Coitada da desculpa de distância e longitude! Depois de se insurgir gestualmente, o velho Arsénio polidamente rogava - «Tenham calma meus irmãos. Não há melhor lugar para se estar do que em São Tomé e Príncipe, no planisfério. Vocês não conhecem a paisagem predileta da teoria de Albert Einstein, para aprovação dos seus estudos? Gente, a Relatividade Geral do magnata da ciência e burilada inovação foi testada e avalizada na afortunada Ilha do Príncipe». Posto isso, desabafou, em jeito de desdém pela própria eira dos pais – «Pena é que já estou a ficar velho. Caso contrário, preferiria viver mil vezes em Santo António do Príncipe, a ter que gramar este inviável cemitério a céu aberto, onde nem chuva de Deus cai». Bem, deixemos de lado a fervura de flor da pele e franqueza de imo do nosso prestimoso vizinho e maioral, com relação às ilhas fenomenais da eminente poetisa, Alda de Espírito Santo, e do seu inaugural presidente de aventura, Manuel Pinto da Costa, para voltarmos ao tema acutilante que aqui nos trouxe. Eu temo a distância e a falta dela. Eu só choro a impossibilidade de a tocar e clamo por ensejo de a domar, conquistar e reduzir.

Neste momento de expetável retorno ao berço, canta e dança comigo a lídima francelha do meu Cutelo. E um pouco a contragosto também aceito a presença de garça branca de todos os azares dos anos de estiagem e de penúria correlativa, que se apossava do rebordo da minha Angra, para nos ameaçar e assustar com a falta de precipitação e de colheita. Não obstante isso, sinto-me compelido a invocá-la e recordá-la, para que nada de essencial fique de fora deste suposto e quiçá prodigioso imaginário. Numa toada um tanto diferente, sou a bendizer dos passarinhos, que poisavam no açude de telhado do devir da minha nimbada capela-escola de meninice. Ah nitente e fervilhante asilo de pupilos dos idos de puerícia e de naífe ingenuidade!
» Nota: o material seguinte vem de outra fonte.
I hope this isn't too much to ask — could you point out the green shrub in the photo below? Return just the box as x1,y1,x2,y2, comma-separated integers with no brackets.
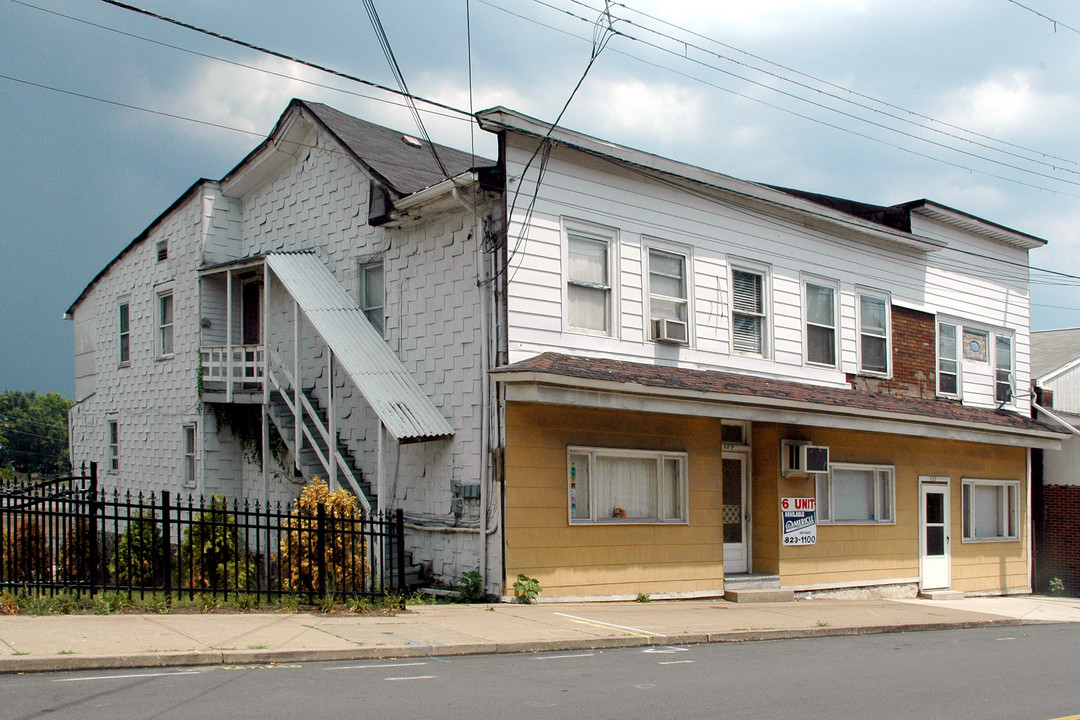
110,510,165,587
514,572,543,604
180,495,247,590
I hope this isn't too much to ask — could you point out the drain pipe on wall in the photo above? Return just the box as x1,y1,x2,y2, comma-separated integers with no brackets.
453,183,498,592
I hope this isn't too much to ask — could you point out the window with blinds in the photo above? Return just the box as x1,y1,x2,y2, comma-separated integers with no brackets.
731,270,768,355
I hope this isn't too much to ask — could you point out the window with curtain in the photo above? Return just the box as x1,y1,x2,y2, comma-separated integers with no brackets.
566,232,611,334
731,270,768,355
963,479,1020,542
815,463,895,524
568,448,687,524
805,283,836,367
859,294,890,375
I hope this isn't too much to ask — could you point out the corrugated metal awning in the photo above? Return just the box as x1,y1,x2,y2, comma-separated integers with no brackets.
266,253,454,443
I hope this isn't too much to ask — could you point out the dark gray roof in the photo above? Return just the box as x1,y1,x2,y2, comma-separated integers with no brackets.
1031,327,1080,379
306,100,492,196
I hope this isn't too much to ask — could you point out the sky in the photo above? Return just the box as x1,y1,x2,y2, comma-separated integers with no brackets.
0,0,1080,397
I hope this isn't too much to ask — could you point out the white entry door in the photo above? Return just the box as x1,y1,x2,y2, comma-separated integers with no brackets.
919,477,953,590
724,452,750,574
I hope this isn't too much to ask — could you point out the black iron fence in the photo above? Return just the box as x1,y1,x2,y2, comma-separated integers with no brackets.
0,463,405,602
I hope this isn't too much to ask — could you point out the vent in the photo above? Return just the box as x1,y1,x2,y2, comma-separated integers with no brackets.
780,440,828,477
652,317,689,345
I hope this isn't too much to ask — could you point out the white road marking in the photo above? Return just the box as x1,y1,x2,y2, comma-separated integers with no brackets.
53,670,203,682
326,663,427,670
555,612,667,638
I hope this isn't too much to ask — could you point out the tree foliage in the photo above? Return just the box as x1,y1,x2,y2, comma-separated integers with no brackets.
0,390,73,473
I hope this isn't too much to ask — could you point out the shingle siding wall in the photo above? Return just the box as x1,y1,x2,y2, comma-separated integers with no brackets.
71,188,206,492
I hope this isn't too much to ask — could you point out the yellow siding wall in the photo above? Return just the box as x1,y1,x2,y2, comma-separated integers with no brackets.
504,403,724,597
753,424,1028,593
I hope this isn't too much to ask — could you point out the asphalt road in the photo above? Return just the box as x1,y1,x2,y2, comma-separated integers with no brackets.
0,624,1080,720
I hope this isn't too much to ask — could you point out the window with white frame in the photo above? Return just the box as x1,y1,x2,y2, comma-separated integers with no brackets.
731,269,769,355
858,293,891,375
184,425,195,487
106,420,120,473
360,257,387,335
937,323,960,397
963,479,1020,542
994,335,1015,403
566,229,613,335
648,247,689,342
804,282,836,367
117,300,132,365
567,447,687,525
158,290,173,357
816,462,896,525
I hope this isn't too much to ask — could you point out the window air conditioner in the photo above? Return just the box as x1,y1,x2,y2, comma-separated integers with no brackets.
780,440,828,477
652,317,689,345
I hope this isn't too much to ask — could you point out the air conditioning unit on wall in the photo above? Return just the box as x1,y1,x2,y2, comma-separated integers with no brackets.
652,317,690,345
780,440,828,477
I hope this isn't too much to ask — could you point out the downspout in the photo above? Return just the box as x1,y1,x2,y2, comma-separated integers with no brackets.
453,185,494,590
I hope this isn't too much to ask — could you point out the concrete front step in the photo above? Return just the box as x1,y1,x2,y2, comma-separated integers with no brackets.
724,587,795,602
919,588,963,600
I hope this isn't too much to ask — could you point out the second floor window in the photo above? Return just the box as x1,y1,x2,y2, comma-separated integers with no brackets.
806,283,836,367
566,232,611,335
859,295,889,375
360,258,387,335
937,323,960,396
994,335,1014,403
649,248,689,340
158,290,173,356
119,302,132,365
731,270,768,355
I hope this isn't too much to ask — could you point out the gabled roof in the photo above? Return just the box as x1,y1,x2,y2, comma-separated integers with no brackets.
492,353,1065,447
295,100,481,196
476,107,1045,252
1031,327,1080,380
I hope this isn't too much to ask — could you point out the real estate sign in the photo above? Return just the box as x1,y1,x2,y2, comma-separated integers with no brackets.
780,498,818,545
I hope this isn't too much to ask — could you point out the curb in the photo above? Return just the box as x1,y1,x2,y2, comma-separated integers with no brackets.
0,617,1023,675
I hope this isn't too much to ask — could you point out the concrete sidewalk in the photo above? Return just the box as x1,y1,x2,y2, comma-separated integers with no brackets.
0,596,1080,673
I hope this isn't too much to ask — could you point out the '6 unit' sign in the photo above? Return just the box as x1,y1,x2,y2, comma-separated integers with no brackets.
780,498,818,545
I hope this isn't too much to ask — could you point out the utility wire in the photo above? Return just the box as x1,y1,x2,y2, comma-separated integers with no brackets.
100,0,468,114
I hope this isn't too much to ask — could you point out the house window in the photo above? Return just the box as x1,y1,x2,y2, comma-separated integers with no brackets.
566,227,611,335
108,420,120,473
119,302,132,365
731,270,768,355
158,290,173,357
567,447,687,525
806,283,836,367
994,335,1014,403
360,258,387,335
184,425,195,487
816,462,895,525
859,294,891,375
649,248,689,342
937,323,960,397
963,479,1020,542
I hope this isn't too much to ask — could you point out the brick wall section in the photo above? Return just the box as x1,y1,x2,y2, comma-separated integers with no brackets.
848,305,937,399
1040,485,1080,596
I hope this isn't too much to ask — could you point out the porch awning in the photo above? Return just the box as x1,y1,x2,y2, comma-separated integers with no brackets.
266,253,454,443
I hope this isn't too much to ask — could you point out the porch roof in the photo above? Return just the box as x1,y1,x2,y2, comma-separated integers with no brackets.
492,352,1067,449
266,253,454,443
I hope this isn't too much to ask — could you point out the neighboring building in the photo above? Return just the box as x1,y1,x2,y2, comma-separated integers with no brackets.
69,100,1065,598
1031,328,1080,595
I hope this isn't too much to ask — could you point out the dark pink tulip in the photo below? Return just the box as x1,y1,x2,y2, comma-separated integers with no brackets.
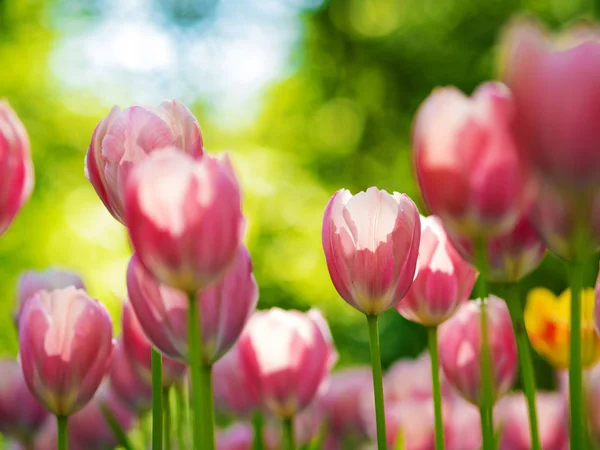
0,359,48,440
413,83,534,241
127,245,258,364
109,341,152,415
19,286,113,416
438,296,518,405
122,302,187,387
85,100,204,224
396,216,477,327
125,149,244,292
322,187,421,315
504,20,600,189
449,216,546,283
0,99,34,236
237,308,337,417
15,268,85,327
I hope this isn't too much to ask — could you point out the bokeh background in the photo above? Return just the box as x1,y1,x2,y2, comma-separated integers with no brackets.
0,0,597,387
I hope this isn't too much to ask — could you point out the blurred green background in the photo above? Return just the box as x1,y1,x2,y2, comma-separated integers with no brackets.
0,0,597,385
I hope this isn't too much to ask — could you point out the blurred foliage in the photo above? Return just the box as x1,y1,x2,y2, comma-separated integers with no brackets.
0,0,597,387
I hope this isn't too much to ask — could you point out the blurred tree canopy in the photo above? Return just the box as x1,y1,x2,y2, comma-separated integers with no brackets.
0,0,597,386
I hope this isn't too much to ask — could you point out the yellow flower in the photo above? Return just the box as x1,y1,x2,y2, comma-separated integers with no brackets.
525,288,600,369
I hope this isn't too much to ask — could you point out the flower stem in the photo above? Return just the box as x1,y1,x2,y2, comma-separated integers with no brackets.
367,315,387,450
427,327,444,450
152,347,163,450
506,283,542,450
188,293,205,450
283,417,296,450
56,416,69,450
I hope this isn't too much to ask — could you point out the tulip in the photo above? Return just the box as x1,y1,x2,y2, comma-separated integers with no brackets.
122,302,187,388
0,100,34,236
396,216,477,327
525,288,600,369
125,149,244,293
0,359,48,442
85,100,204,224
413,83,535,237
15,268,85,328
438,296,518,405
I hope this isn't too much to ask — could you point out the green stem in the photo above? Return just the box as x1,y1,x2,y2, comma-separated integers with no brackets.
427,327,444,450
252,411,265,450
282,417,296,450
569,260,585,449
188,294,205,450
152,347,163,450
506,283,542,450
367,315,387,450
56,416,69,450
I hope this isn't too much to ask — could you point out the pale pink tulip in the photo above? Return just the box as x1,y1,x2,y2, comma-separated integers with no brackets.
0,99,34,236
0,359,48,441
19,286,113,416
125,149,244,293
438,296,518,405
396,216,477,327
237,308,337,417
322,187,421,315
122,302,187,387
85,100,204,224
413,83,535,237
127,245,258,364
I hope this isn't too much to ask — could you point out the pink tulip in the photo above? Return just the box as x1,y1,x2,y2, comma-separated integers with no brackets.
125,149,244,293
413,83,534,241
238,308,337,418
504,20,600,190
109,341,152,415
0,359,48,440
213,345,259,417
85,100,204,224
127,245,258,364
438,296,518,405
19,286,113,416
0,100,34,236
322,187,421,315
448,216,546,283
122,302,187,387
15,268,85,327
396,216,477,327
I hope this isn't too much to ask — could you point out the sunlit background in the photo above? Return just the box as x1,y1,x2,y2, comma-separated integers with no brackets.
0,0,595,385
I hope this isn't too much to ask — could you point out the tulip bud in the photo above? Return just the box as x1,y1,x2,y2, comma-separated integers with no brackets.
15,268,85,328
122,302,187,387
413,83,535,237
85,100,204,224
438,296,518,405
19,286,113,416
396,216,477,327
127,245,258,364
125,149,244,292
0,359,48,441
0,100,34,236
322,187,421,315
237,308,337,418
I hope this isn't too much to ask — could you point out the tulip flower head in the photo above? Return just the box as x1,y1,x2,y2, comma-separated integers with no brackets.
19,286,113,416
396,216,477,327
322,187,421,315
85,100,204,224
525,288,600,369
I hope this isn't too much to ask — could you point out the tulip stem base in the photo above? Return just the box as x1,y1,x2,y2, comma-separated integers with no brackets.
427,327,444,450
506,283,542,450
152,347,163,450
367,315,387,450
56,416,69,450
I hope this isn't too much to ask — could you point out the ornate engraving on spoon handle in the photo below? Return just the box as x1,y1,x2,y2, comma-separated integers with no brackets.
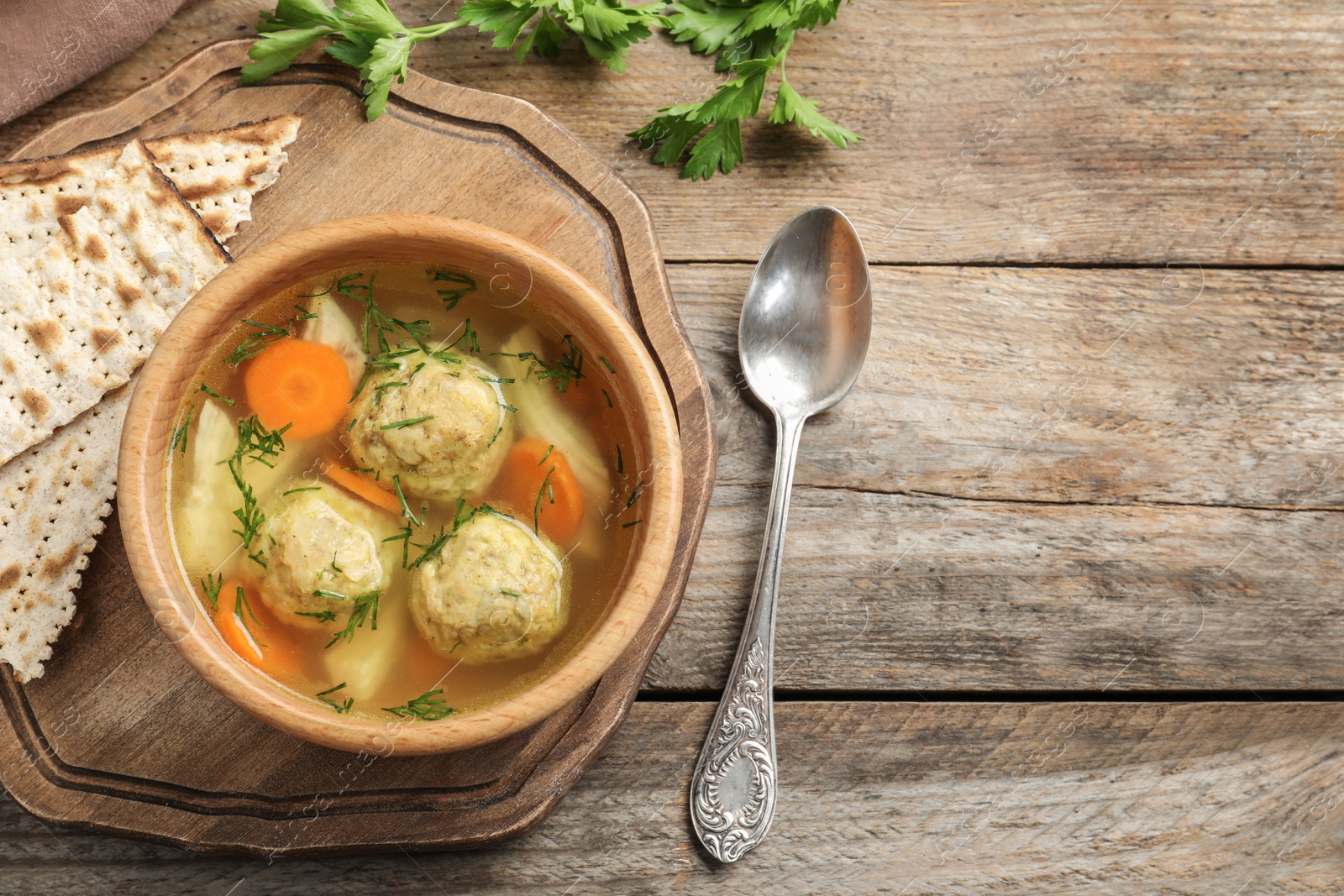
690,417,802,862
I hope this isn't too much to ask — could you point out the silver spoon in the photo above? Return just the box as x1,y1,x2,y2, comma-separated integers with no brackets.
690,206,872,862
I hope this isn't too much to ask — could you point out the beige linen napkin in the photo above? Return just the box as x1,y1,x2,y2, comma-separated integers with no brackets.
0,0,183,123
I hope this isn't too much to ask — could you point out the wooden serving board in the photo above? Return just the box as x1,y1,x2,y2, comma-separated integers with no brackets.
0,40,715,856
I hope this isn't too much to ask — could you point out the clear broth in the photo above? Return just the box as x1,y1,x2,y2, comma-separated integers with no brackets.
168,265,643,720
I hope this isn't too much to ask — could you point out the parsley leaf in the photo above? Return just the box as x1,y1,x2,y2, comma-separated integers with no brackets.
627,0,862,180
242,0,466,121
457,0,667,71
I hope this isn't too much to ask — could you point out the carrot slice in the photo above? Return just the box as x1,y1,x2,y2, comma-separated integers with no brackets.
244,338,354,439
491,438,583,544
323,461,402,515
215,579,302,681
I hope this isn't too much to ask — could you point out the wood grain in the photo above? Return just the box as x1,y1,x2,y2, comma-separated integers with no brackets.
0,0,1344,265
0,42,715,856
670,265,1344,511
0,703,1344,896
643,483,1344,694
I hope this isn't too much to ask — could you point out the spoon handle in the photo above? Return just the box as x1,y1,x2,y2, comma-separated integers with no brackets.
690,412,804,862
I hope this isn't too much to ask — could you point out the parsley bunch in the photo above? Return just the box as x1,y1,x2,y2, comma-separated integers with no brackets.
244,0,862,180
457,0,667,71
242,0,464,121
627,0,862,180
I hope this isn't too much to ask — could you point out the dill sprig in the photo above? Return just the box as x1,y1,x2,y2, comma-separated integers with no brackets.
493,333,583,392
168,405,197,454
533,464,555,535
228,414,289,567
378,414,434,430
327,591,383,647
200,572,224,612
200,383,238,407
234,585,270,647
314,681,354,715
383,518,414,569
383,688,457,721
448,317,481,354
224,318,289,367
430,270,475,312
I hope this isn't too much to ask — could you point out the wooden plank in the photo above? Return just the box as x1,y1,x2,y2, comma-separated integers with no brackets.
645,265,1344,692
0,40,714,856
682,265,1344,513
0,0,1344,265
0,703,1344,896
643,485,1344,693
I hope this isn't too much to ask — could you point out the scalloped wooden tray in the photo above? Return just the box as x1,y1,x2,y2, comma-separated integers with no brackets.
0,40,715,856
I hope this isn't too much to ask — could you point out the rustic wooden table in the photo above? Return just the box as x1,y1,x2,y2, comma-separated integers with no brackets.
0,0,1344,896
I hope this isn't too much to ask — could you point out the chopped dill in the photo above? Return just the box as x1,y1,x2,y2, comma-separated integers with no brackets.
430,270,475,312
383,518,412,569
168,405,197,454
378,414,434,430
227,414,289,567
495,333,583,392
533,464,555,535
383,688,457,721
448,317,481,354
406,527,454,569
316,681,354,715
200,383,238,407
392,473,428,525
224,318,289,367
327,591,383,647
234,585,270,629
200,572,224,611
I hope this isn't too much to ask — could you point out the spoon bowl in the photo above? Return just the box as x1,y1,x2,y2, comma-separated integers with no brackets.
738,206,872,418
690,206,872,862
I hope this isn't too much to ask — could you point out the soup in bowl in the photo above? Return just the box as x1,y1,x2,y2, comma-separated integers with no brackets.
118,215,681,755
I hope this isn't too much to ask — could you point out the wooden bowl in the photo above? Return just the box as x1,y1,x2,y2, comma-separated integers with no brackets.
117,213,681,757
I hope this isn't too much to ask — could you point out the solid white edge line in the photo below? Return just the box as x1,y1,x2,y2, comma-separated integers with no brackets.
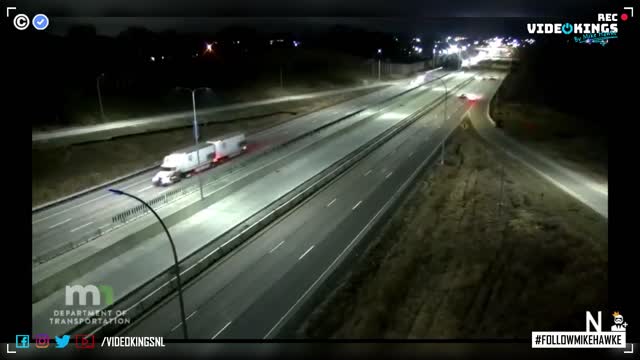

Em boa verdade, a minha infância foi de sortida mirabolância e de dulcíssima paixão pelas enseadas e baías de azafamado convívio diário com os demais, os porreiros e coetâneos da leda instância. Também canta e toca comigo a trombeta do zeloso anjo da guarda do meu percurso, de todas as atribulações e sudoríparas demandas quotidianas da lide inteira. O eco destes magníficos arautos bate e toca-me no cocuruto da cabeça, o tempo todo. Todavia, para evitar a repetência obsessiva da espécie do egrégio Jota Monte, nas suas propaladas e intermináveis partidas e chegadas, sem ideia de maldade, prefiro esperar para crer no desenlace das timbradas e sonoras cordas do destino, no que a mim me tange e mui enlaça. Fica, porém, uma certeza: com o Tribunal Judicial a funcionar, em pleno, na Cidade de Calheta, deixará de haver qualquer tipo de estorvo ou empecilho, no que concerne ao meu triunfal regresso ao túmulo de umbigo, isto é, à minha estância de ática pertença (espero bem que assim seja).

Hoje, 30 anos depois, volvidos os céus e por vezes vivendo a gigantesca turbulência sazonal, tenho o ensejo de amanhar a então promessa de reabraçar o meu Cutelo de Eutimia, caminhando amenamente na majestosa Ribeira de Candura, para voltar a banhar-me na praia de eleição de “Casa Bedja”, na zona de Veneza ou Planície de Ramboia e Passa Sabe, como também lhe chamo nos meus ofícios.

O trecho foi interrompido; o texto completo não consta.